動画を見て「この社長、良さそうだな」「一度話を聞いてみたいな」と感じたお客様は、次に必ずあなたの会社のホームページを訪れます。
しかし、ここで多くの企業が「最大の罠」にハマってしまいます。せっかく動画で胸を熱くしたお客様が、ホームページに来た途端にスーッと冷めて帰ってしまう(離脱してしまう)のです。今回は、その原因と、2026年現在の最新の解決策についてお伝えします。
せっかくの熱量を冷ます「ホームページの迷路」
なぜ、動画から来たお客様は逃げてしまうのでしょうか?
理由はシンプルです。ホームページが「迷路」のようになっていて、次に何をすればいいのか分からないからです。
動画で気持ちが高まっているお客様は、「いますぐ何かしらのアクションを起こしたい」と思っています。それなのに、ホームページを開いた瞬間に、
- 会社概要や最新ニュースなど、関係のない情報が目に入る
- 「お問い合わせ」のボタンがどこにあるか分からない
- ようやく見つけたフォームが、20項目も入力させる堅苦しいものだった
これでは、お腹がペコペコで入ったレストランで、なかなかメニューが出てこず、注文方法も分からないようなものです。お客様は面倒になって、すぐにページを閉じてしまいます。
導線設計の極意は「ゴールを1つに絞る」こと
デジタルマーケティング(第31回)において、ホームページにやってきたお客様を迷わせないための鉄則は、「1ページにつき、お客様に取ってほしい行動(ゴール)を1つに絞る」ことです。
あれもこれもと欲張って、「資料請求はこちら」「メルマガ登録はこちら」「お電話はこちら」「お問い合わせフォームはこちら」とボタンを並べてはいけません。人間は、選択肢が多すぎると「選ばない(行動しない)」という決定を下してしまうからです。
動画から来たお客様に対しては、まず「最もハードルが低く、価値を感じてもらえるゴール」を1つだけ、分かりやすく提示してください。
例えば、BtoBの企業であれば「30分無料オンライン個別相談」、店舗型のビジネスであれば「LINEからの簡単予約」といった具合です。
最新の受け皿は、メールフォームではなくLINEやチャット
さらに、2026年現在のトレンドとして押さえておきたいのが、お客様との「接点の持たせ方」です。
今の時代、見込み客は「メールアドレスを入力して、数日後に返信が来るのを待つ」というタイムラグを嫌います。また、見ず知らずの会社にいきなり名前や住所、電話番号を教えるのは心理的ハードルが高いものです。
そこで強力な武器になるのが、「LINE公式アカウント」や「Webサイト上のチャットボット」の活用です。
「メールで問い合わせる」のは敷居が高くても、「LINEで友達追加して、一言質問を送る」だけであれば、お客様は驚くほど気軽に動いてくれます。第20回でお話しした「人肌感」をここでも意識し、LINEの登録画面には「私(社長)が直接お返事します!」と一言添えておくだけで、登録率は劇的に跳ね上がります。
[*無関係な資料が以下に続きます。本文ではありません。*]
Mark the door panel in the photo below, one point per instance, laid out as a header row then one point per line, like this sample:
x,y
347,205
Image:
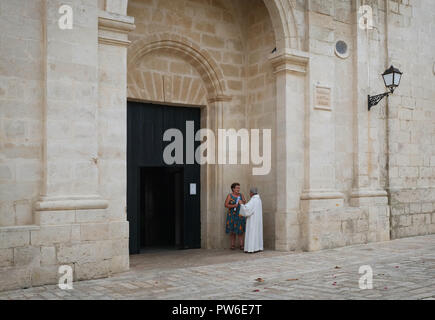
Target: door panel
x,y
146,124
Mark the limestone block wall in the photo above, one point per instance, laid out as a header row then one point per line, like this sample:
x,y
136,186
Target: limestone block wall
x,y
411,119
261,103
68,222
21,90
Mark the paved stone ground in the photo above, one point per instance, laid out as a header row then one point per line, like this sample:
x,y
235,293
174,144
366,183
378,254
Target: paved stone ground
x,y
402,269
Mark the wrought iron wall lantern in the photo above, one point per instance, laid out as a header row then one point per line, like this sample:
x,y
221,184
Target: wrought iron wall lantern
x,y
392,78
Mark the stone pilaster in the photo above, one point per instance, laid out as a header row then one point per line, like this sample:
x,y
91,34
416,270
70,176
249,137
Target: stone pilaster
x,y
113,28
213,191
290,69
367,193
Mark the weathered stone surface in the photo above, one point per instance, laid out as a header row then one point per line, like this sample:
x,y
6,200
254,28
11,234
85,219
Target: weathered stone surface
x,y
63,120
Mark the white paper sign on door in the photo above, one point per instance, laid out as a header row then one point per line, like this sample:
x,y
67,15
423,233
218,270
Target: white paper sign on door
x,y
193,189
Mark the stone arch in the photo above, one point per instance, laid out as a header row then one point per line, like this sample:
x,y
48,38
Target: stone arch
x,y
281,13
208,69
284,23
283,19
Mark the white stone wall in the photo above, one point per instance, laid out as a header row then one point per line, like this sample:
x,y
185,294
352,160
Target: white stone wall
x,y
411,118
21,90
341,175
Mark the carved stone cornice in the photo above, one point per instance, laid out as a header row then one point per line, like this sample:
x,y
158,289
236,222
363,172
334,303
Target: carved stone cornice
x,y
71,203
113,28
220,98
293,61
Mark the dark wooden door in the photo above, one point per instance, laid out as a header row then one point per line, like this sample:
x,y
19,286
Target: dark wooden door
x,y
146,124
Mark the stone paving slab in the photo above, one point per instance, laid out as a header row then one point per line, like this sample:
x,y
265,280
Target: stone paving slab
x,y
402,269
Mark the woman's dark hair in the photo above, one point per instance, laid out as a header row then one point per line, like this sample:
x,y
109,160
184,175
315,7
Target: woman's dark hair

一度LINEで繋がってしまえば、第36回でお話しした「見込み客の育成(ナーチャリング)」も、メールマガジンより高い開封率でスムーズに行うことができるようになります。
さいごに
デジタルマーケティングの導線設計と聞くと、難しそうなITの仕組みに思えるかもしれません。しかしその本質は、リアルな店舗での「おもてなし」と全く同じです。
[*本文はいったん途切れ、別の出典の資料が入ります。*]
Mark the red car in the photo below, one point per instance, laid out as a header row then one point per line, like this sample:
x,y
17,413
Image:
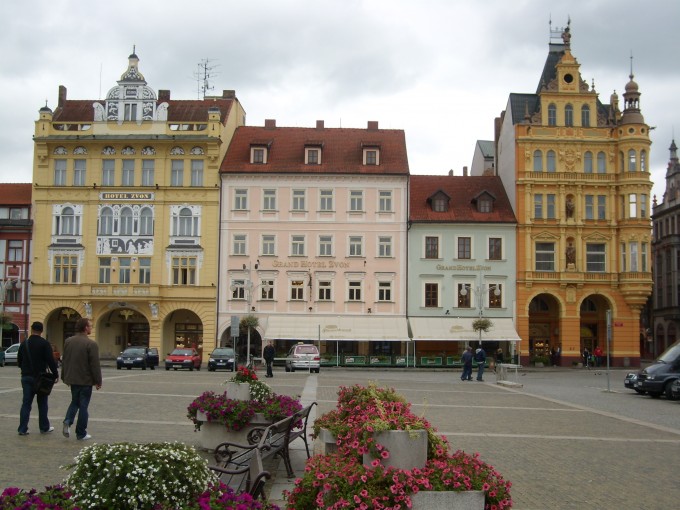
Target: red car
x,y
183,358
雨の中、わざわざお店に来てくれたお客様に対して、一番見やすい席をご案内し、すぐに温かいお茶をお出しする。ホームページの導線設計とは、まさにその気配りを画面上で表現することなのです。
あなたの会社のホームページは、動画を見てワクワクしながら来てくれたお客様を、迷わせずに温かく迎え入れる準備ができていますか? ぜひ一度、スマホ片手に「お客様の視点」で自社のサイトをチェックしてみてください。